For the financial services industry, a sector regularly focused on identifying and mitigating risk, human rights risks are unique. The BSR identified the ten “most relevant, urgent and probable human rights impacts” of financial services activities, including practices related to customer due diligence, investment in certain development and commodities, privacy, supply chains, corruption, and pay and lending discrimination. These are all important areas of risk and impact. The financial services industry is also addressing human rights in a way that may be going unnoticed. Financial institutions are promoting social goals (the “S” in ESG) through their unique role in combatting human trafficking and supporting survivors of this crime. Below, we further explain how banks and other financial institutions are currently combatting human trafficking and suggests a proposed next step on the road to financial institutions’ measuring their impact on promoting human rights preservation and advancement. 

Anti-Trafficking Progress to Date.  In the last several years, financial institutions have demonstrated a commitment to human rights by:

  • Engaging in workforce training on human trafficking awareness
  • Enhancing methods to detect human trafficking in their anti-money-laundering functions through trainings and typology refinement
  • Including human trafficking risk factors in consumer and commercial costumer due diligence and know-your-customer processes
  • Participating in the United Nations’ Finance Against Slavery and Trafficking Initiative’s Survivor Inclusion Initiative and consistent with its goals, beginning to onboard survivors as bank customers. As customers, survivors can access basic financial services and begin the journey to financial security.
  • Promulgating and enforcing supplier codes of ethical conduct and codifying human rights protection in public anti-modern slavery statements
  • Engaging with local community-based efforts to support vulnerable populations at risk for being trafficked.

The Next Step for Financial Institutions.  The first decade of the financial services industry’s commitment to human rights preservation and advancement as prescribed by the UNGPs ought to be followed by innovative initiatives. A focus on human rights-linked lending frameworks, in addition to the other areas of impact listed by BSR, could be that innovative next step. What banks have done with sustainability-linked loans and derivatives could be the model. As a basic concept, banks require pledged collateral to hedge the risk of nonpayment. Banks might consider hedging risks to human rights by requiring borrowers to address any links to human rights violations and create opportunities to minimize human rights’ violations.

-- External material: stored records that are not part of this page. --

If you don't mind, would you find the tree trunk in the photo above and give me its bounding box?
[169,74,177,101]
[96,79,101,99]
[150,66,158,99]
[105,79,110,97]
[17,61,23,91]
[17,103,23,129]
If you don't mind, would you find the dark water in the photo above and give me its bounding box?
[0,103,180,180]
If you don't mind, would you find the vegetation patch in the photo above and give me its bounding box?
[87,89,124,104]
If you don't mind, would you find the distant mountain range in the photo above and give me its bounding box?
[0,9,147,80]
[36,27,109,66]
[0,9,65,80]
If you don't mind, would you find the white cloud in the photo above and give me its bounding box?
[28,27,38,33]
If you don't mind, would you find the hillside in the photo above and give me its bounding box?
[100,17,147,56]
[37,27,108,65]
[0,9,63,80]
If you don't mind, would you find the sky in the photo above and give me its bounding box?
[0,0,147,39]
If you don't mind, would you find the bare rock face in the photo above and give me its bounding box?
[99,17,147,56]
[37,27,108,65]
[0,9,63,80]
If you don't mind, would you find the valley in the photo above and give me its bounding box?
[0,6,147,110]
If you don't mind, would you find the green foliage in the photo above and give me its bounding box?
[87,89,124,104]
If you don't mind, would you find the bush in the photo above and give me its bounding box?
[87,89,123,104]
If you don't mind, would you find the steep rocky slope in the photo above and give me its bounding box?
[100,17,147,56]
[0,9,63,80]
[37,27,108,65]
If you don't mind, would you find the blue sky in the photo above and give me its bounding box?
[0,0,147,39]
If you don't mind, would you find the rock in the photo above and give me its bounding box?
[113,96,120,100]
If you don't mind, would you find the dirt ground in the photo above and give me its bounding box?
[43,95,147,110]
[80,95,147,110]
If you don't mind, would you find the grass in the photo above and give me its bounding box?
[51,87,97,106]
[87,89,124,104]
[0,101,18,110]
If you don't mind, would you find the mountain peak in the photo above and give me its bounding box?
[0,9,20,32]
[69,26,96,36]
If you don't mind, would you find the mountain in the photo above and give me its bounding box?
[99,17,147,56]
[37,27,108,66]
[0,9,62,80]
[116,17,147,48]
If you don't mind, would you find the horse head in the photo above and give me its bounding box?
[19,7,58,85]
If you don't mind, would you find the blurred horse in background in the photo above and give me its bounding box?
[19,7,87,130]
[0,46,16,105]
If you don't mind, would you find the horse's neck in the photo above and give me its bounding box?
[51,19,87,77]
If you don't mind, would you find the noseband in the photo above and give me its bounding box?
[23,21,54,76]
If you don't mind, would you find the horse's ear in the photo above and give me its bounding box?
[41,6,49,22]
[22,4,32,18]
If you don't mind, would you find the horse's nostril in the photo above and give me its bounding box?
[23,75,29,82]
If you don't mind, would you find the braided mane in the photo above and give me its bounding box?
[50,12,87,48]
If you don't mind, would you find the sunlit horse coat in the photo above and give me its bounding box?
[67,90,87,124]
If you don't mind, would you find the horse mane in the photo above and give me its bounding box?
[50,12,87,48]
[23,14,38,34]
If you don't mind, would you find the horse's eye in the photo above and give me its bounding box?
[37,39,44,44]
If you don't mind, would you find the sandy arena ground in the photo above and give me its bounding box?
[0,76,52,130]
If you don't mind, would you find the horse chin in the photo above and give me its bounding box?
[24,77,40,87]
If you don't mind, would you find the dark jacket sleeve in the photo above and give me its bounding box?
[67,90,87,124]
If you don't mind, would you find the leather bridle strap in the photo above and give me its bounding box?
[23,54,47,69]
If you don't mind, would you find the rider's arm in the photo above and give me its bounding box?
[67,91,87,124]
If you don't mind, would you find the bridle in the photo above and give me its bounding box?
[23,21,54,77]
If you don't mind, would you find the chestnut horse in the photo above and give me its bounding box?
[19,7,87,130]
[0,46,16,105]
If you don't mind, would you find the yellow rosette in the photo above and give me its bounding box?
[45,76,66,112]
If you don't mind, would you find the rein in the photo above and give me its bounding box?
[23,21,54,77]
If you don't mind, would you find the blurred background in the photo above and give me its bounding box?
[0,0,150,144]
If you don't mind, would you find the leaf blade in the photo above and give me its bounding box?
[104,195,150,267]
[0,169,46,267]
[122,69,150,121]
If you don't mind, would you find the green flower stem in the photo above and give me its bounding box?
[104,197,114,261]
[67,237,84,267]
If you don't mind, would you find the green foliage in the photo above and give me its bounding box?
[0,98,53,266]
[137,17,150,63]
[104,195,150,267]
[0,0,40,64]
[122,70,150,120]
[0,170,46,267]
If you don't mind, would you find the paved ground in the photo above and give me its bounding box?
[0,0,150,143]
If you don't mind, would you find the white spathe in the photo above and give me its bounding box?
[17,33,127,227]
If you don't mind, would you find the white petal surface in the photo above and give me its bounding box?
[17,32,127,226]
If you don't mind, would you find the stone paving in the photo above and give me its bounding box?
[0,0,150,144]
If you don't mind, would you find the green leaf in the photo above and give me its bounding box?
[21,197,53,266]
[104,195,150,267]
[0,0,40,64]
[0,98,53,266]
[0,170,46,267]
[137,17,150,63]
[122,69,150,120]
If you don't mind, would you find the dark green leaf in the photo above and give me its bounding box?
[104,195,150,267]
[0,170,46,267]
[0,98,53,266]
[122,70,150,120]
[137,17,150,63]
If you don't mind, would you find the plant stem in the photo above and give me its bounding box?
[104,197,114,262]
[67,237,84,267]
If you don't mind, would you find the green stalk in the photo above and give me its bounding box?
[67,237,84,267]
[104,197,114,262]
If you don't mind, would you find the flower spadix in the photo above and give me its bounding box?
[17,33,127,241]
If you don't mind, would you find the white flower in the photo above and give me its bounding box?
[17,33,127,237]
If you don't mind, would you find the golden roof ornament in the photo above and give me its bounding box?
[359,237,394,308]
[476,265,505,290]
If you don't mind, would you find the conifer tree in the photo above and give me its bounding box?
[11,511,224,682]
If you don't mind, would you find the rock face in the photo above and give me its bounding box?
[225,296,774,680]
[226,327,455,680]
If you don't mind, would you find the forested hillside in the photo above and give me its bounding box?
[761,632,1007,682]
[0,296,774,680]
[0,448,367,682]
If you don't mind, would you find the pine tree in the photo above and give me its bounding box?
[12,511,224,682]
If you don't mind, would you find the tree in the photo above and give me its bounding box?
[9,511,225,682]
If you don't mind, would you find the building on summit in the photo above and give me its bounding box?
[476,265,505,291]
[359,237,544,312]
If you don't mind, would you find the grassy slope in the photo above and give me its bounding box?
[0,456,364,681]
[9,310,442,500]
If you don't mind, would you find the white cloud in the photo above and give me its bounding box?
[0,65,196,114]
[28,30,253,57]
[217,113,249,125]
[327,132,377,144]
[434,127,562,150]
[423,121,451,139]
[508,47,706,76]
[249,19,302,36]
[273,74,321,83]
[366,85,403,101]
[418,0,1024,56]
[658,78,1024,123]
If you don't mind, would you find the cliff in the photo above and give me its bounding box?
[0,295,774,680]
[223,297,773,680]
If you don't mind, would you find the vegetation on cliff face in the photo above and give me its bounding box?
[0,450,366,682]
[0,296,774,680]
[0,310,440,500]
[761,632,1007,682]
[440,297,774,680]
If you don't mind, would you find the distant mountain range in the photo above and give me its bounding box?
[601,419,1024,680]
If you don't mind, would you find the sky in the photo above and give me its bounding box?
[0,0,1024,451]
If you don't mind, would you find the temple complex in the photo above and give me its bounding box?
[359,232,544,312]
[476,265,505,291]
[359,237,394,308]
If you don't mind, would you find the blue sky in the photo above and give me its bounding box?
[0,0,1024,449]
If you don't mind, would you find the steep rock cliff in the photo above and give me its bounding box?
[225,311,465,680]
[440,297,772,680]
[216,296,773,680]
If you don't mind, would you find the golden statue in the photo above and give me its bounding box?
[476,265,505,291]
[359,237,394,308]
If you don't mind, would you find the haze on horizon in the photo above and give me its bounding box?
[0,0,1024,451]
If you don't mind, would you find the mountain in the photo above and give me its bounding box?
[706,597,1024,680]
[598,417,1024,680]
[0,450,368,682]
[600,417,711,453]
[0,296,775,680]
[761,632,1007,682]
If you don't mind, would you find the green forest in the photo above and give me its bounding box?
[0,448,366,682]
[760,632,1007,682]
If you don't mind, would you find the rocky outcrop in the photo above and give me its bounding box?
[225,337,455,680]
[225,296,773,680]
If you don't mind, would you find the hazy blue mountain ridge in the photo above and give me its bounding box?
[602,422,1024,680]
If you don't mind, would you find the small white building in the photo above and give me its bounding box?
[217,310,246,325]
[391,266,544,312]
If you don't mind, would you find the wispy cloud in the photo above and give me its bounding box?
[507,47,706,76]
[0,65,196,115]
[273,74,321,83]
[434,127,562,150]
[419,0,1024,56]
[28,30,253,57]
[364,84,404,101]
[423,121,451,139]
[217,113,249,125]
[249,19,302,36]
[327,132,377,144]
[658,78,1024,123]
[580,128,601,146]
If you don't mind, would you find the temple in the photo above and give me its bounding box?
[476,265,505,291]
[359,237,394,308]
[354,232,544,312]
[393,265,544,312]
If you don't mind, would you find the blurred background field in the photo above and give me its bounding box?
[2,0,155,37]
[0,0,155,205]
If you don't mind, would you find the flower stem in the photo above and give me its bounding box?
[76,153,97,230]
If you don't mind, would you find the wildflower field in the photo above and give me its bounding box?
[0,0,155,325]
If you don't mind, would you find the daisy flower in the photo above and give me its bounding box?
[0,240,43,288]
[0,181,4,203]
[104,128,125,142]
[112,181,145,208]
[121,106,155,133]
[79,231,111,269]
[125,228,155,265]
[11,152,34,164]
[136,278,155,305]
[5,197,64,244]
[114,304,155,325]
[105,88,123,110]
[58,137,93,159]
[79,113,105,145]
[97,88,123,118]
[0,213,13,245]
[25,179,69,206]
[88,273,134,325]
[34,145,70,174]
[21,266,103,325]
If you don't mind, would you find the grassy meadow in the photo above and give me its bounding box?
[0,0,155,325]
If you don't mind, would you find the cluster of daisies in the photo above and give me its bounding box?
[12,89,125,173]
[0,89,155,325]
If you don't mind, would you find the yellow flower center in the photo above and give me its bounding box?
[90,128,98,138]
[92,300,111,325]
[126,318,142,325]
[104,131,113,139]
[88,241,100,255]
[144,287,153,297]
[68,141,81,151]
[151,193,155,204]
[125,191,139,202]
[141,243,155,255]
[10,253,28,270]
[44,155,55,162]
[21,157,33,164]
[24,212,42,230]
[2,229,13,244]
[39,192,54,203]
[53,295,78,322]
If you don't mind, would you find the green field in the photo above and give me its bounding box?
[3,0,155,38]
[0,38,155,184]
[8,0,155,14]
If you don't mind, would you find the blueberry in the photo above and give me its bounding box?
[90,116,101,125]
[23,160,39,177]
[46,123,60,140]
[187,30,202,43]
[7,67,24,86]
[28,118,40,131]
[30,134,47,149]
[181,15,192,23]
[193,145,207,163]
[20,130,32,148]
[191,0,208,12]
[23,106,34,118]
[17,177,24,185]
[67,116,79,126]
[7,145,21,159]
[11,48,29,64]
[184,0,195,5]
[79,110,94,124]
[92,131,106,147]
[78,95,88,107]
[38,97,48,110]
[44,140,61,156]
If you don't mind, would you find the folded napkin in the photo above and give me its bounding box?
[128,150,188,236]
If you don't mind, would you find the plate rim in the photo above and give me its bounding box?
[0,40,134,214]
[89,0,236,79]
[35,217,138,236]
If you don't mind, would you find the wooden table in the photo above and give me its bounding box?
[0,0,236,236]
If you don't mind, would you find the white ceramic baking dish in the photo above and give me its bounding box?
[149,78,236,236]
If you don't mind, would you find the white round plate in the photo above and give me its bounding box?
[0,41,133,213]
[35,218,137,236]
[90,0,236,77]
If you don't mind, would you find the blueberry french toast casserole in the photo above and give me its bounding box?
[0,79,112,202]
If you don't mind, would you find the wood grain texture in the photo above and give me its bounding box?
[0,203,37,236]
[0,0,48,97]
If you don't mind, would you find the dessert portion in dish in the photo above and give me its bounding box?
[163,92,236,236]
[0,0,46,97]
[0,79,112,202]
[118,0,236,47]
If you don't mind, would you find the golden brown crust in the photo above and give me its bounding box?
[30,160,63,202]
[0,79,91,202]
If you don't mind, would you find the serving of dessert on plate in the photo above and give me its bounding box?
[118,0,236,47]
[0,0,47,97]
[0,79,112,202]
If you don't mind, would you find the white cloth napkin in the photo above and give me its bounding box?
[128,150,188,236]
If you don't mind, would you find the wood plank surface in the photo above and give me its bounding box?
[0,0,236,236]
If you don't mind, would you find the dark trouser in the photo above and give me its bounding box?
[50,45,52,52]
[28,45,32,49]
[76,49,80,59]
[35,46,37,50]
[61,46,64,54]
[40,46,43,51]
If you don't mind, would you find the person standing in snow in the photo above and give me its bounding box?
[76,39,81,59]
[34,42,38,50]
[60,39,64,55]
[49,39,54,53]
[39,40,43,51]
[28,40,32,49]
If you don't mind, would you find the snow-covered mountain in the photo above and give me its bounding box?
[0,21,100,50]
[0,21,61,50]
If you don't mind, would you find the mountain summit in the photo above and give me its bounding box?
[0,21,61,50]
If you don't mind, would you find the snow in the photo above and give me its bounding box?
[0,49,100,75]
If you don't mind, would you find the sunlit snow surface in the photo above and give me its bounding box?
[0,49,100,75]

Incentives could include lower spread, lower collateral requirements and modifications to affirmative covenants. Because, at the end of the day, a borrower that may be linked to human rights violations poses a risk to the lender’s credit, bottom line, reputation and social responsibility.    

How to Measure Anti-Trafficking/Human Rights Outcomes.  Measurable outcomes for financial institutions’ impact on human rights as it relates to human trafficking generally can include the number of: reported suspicious activity indicative of exploitation; human trafficking survivors onboarded as customers; anti-trafficking non-profits supported through charitable giving and banking services; human rights-linked loans; lending covenants to advance human rights; and, commercial banking relationships with organizations that advance human rights. Further development of lending incentives linked to borrowers’ role in the protection of human rights could be a significantly impactful next step. It carries the financial industries’ commitment to anti-trafficking and human rights through to commercial and corporate customers and their supply chains.

As financial institutions look to promote social goals in their ESG programs, they ought to reflect on current and potential anti-trafficking activities and further consider human rights-linked lending frameworks. Although the development of quantifiable metrics and concrete reporting on social performance of the financial services sector’s impact on human rights is in the development stage, as compared to environmental and sustainability impacts, real progress is not far off.